Kendi yıldız haritasını çıkarıp yorumunu yaptığında ise, o zamanlar gençlik sarhoşluğu ile zannettiği gibi dünyanın en akıllı, en mükemmel insanı olmadığını acı bir şekilde fark etmiş ve kısa süreli bir depresyona bile girmiştir. Ancak bu ruhî ameliyat da bir süre sonra şifa hükmüne geçmiş ve “kapasiteni bil, olabileceğinle yetin, kaldıramayacağın yüklerin altına girme, kaderine razı ol, rahat et” mantığını doğurmuştur.

Yazar, yıllar süren incelemeleri sonucunda şu fikre varmıştır: İnsanın nasıl bir kişiliğe sahip olduğu, düşünce yapısı, mücadele biçimi, şanslı olduğu veya zorladığı konular, anne-babası ile ilişkileri, meslek tercihi, zaafları, özel yetenekleri, evliliği vs. hemen her şey, tesadüfe havalesi imkansız bir doğrulukla yıldız haritasından anlaşılabilmektedir.

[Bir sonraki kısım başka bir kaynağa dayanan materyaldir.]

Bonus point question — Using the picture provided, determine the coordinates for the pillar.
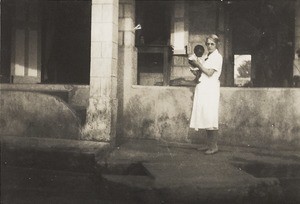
[117,0,137,140]
[83,0,119,142]
[295,0,300,51]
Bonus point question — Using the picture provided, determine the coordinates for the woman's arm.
[189,60,216,77]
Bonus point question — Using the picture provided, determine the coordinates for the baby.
[188,45,204,83]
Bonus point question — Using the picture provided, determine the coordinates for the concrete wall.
[123,86,300,148]
[0,90,82,139]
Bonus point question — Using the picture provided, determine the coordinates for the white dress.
[190,50,223,130]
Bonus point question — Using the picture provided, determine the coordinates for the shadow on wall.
[0,91,81,139]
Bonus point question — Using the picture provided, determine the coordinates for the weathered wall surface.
[0,90,81,139]
[123,86,300,148]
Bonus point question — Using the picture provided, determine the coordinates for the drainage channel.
[233,159,300,204]
[99,162,161,204]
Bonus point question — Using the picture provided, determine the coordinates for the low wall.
[123,86,300,148]
[0,90,81,139]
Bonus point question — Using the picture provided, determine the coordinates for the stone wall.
[0,90,83,139]
[123,86,300,148]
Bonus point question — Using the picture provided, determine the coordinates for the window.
[135,1,171,85]
[234,55,252,87]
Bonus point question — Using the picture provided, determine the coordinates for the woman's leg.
[205,130,219,154]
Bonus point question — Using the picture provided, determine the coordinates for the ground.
[1,139,300,204]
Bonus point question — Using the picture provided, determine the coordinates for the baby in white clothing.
[188,45,204,83]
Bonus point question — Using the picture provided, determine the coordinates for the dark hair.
[206,34,220,48]
[194,45,204,53]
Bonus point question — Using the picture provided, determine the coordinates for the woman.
[189,35,223,154]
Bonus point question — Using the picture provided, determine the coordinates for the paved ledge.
[0,136,110,155]
[97,140,300,204]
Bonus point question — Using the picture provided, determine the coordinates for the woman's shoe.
[204,147,219,155]
[197,147,209,151]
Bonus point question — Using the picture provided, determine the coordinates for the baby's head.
[194,45,204,57]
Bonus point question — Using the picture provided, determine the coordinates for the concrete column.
[171,1,189,54]
[83,0,119,141]
[295,0,300,51]
[117,0,137,140]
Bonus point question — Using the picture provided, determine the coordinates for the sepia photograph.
[0,0,300,204]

Ancak bunun için sadece güneşin hangi burçta olduğunu bilmek yetmemekte, doğum anındaki tüm gezegenlerin konumları ve aralarındaki açıların yorumlanması gerekmektedir. Her ilimde olduğu gibi yarım ve eksik bilgi yanıltıcı olabilmektedir. Bu ilimde de ya derinleşmek lazımdır ya da hiç girmemek. Kişilikle ilgili bu bilgilerin yanı sıra, sürekli yer değiştiren gezegenlerin haritanın hangi bölgelerini ne zaman nasıl etkilediğine bakılarak başa gelecek olaylar bile tahmin edilebilmektedir, bunu yaşayarak görmüştür.

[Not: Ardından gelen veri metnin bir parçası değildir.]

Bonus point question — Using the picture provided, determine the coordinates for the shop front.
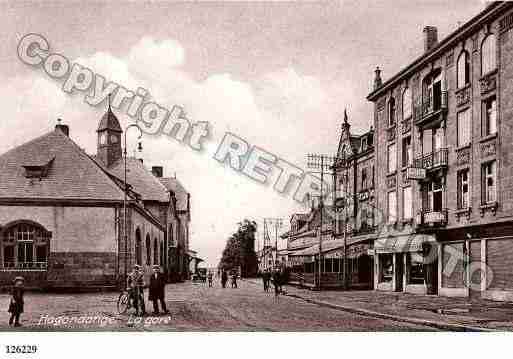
[374,234,438,294]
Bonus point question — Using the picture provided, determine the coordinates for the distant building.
[368,2,513,300]
[0,106,190,288]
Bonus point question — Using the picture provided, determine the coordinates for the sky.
[0,0,484,266]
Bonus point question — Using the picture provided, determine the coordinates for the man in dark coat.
[221,269,228,288]
[148,265,169,314]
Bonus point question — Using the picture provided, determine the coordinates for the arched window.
[2,221,52,269]
[160,241,167,267]
[146,234,151,265]
[456,51,470,88]
[403,87,412,120]
[481,34,497,75]
[153,238,159,264]
[388,97,395,126]
[135,228,142,265]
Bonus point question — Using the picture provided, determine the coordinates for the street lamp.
[264,218,283,267]
[307,154,336,290]
[123,123,143,283]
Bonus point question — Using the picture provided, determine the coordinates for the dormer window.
[388,97,395,126]
[23,157,54,180]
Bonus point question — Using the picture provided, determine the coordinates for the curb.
[242,280,498,332]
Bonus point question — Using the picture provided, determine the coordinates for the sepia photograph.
[0,0,513,358]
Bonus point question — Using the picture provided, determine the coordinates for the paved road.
[0,281,433,331]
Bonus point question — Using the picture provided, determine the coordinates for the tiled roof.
[108,157,169,202]
[159,177,188,211]
[0,130,123,200]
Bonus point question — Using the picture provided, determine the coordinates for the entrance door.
[395,253,404,292]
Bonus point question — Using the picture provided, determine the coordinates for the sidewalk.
[243,280,513,331]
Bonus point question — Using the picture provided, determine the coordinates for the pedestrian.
[273,268,281,297]
[127,264,146,315]
[262,268,271,292]
[221,270,228,288]
[232,272,237,288]
[207,271,214,287]
[9,277,25,327]
[148,264,169,315]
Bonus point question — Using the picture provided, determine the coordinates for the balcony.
[416,209,448,227]
[413,148,449,171]
[415,91,448,125]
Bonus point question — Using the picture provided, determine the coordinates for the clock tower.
[96,96,123,167]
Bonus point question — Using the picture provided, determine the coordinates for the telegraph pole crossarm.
[307,154,336,290]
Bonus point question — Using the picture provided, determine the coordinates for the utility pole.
[264,218,283,267]
[307,154,336,290]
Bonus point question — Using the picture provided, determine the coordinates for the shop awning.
[289,240,369,262]
[374,234,436,253]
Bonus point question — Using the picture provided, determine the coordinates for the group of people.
[221,270,237,288]
[262,268,285,296]
[127,264,169,315]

Astrolojinin mekanizmasını da şöyle izah etmektedir: “Allah her şeyi sebepler vasıtasıyla yarattığı gibi, insanın ruhî yapısını ve kaderini de gök cisimlerinin etkilerini zahiri bir sebep tutarak yaratır. Bu etkinin hangi yolla olduğunu bilmememiz, gördüğümüz açık ilişkiyi inkar etmemizi gerektirmez. Felek çarkı bir mutfak tezgahı gibidir. Burçlar tencere, tava; yıldızlar da tuz, biber gibi. O dönen tezgahta daima değişen terkiplerle her biri ayrı kişilik özelliklerine sahip insanları esas yoğuran da tabii ki Kudret Eli’dir. Zahiri sebeplere etki isnat etmeden, onları sadece birer işaret, birer vasıta olarak kabul edip bakarsanız, Astroloji aynasında da Yaratan’ın ince ve derin hikmetlerini görürsünüz.”

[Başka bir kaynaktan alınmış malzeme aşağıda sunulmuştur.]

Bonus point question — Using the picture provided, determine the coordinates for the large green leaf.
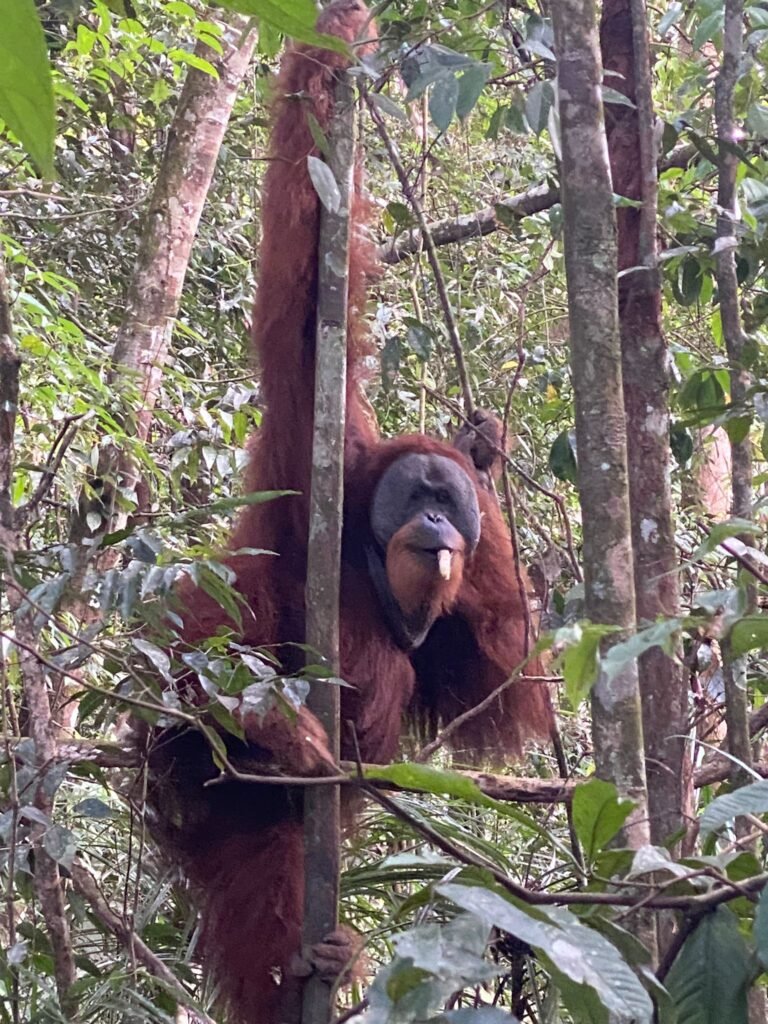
[700,779,768,840]
[437,883,653,1024]
[667,907,752,1024]
[0,0,55,177]
[573,778,634,863]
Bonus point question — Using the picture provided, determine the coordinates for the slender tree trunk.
[0,254,76,1017]
[72,15,255,543]
[715,0,754,782]
[552,0,649,847]
[303,75,355,1024]
[600,0,693,844]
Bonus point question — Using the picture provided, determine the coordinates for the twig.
[14,413,85,529]
[364,783,768,912]
[366,96,475,416]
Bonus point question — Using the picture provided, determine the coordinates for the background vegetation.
[0,0,768,1024]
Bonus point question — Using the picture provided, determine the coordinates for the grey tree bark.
[600,0,693,844]
[552,0,649,847]
[71,15,255,543]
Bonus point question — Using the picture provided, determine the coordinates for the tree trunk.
[552,0,649,848]
[600,0,693,844]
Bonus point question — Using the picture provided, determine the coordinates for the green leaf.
[752,886,768,971]
[555,623,611,710]
[437,883,653,1024]
[670,424,693,468]
[691,517,763,562]
[456,63,490,121]
[657,0,683,36]
[211,0,349,53]
[573,778,635,863]
[600,618,683,680]
[693,7,724,50]
[404,316,434,360]
[723,416,752,444]
[549,430,578,483]
[746,103,768,138]
[429,72,459,131]
[43,824,78,867]
[525,81,555,135]
[370,92,408,124]
[699,779,768,840]
[306,156,341,213]
[381,334,400,394]
[728,614,768,657]
[667,906,751,1024]
[602,85,635,111]
[365,762,495,806]
[75,797,118,820]
[0,0,56,178]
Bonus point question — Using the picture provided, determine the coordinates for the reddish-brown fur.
[144,0,552,1024]
[387,522,465,617]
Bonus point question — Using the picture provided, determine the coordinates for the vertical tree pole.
[552,0,649,848]
[715,0,755,790]
[301,72,354,1024]
[600,0,693,845]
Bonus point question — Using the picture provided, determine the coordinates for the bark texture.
[715,0,755,783]
[72,16,255,543]
[600,0,692,844]
[301,68,354,1024]
[552,0,649,847]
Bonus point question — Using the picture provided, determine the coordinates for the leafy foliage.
[0,0,768,1024]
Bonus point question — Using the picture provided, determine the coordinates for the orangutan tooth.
[437,548,453,580]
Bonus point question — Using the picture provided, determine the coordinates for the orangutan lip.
[437,548,454,581]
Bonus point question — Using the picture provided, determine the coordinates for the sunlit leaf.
[0,0,55,177]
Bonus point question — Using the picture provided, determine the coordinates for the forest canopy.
[0,0,768,1024]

Hiç görmediği kişileri bile haritalarına bakıp tarif edebilmesi sonrası yazarımız astrolojiye giderek daha fazla vakit ayırmış, işini, eşini, bir işe başlayış tarihini, arkadaşını vs. seçerken bile bu ilimden faydalanmış ve genellikle de isabet kaydetmiştir. Ama genellikle, her zaman değil. Zira astroloji yine de eksik bir bilim dalıdır hâlâ. Muhtemelen on iki gezegen olduğu halde henüz dokuzu bilinmektedir ve en ayrıntılı haritada bile en az üç önemli güç odağı eksiktir bugün. Zaten o yüzden en iyi astrologların tahminleri bile bazen yanılmaktadır. O yüzden astrolojiye çok fazla bel bağlamamak gerektiğini, bilmediğimiz gezegenlerin etkilerinin birçok şeyi değiştiriyor olabileceğini söylemektedir.

Yazar, aslında karakter tahlili amaçlı başladığı astrolojinin geleceğe işaret eden kısmına önceleri tedirgin yaklaşmış, gaybı bilmeye çalışmanın doğru olmadığını kendine defalarca söylediği halde, çok geçmeden kendisini tahminler yaparken bulmuştur. Genellikle de doğru çıkan bu tahminleri “olabilecek olaylara ruhen hazırlanmaya vesile oluyor” diye savunmuş ama aynı zamanda kaderin önüne geçilemeyeceğini de fark etmiştir.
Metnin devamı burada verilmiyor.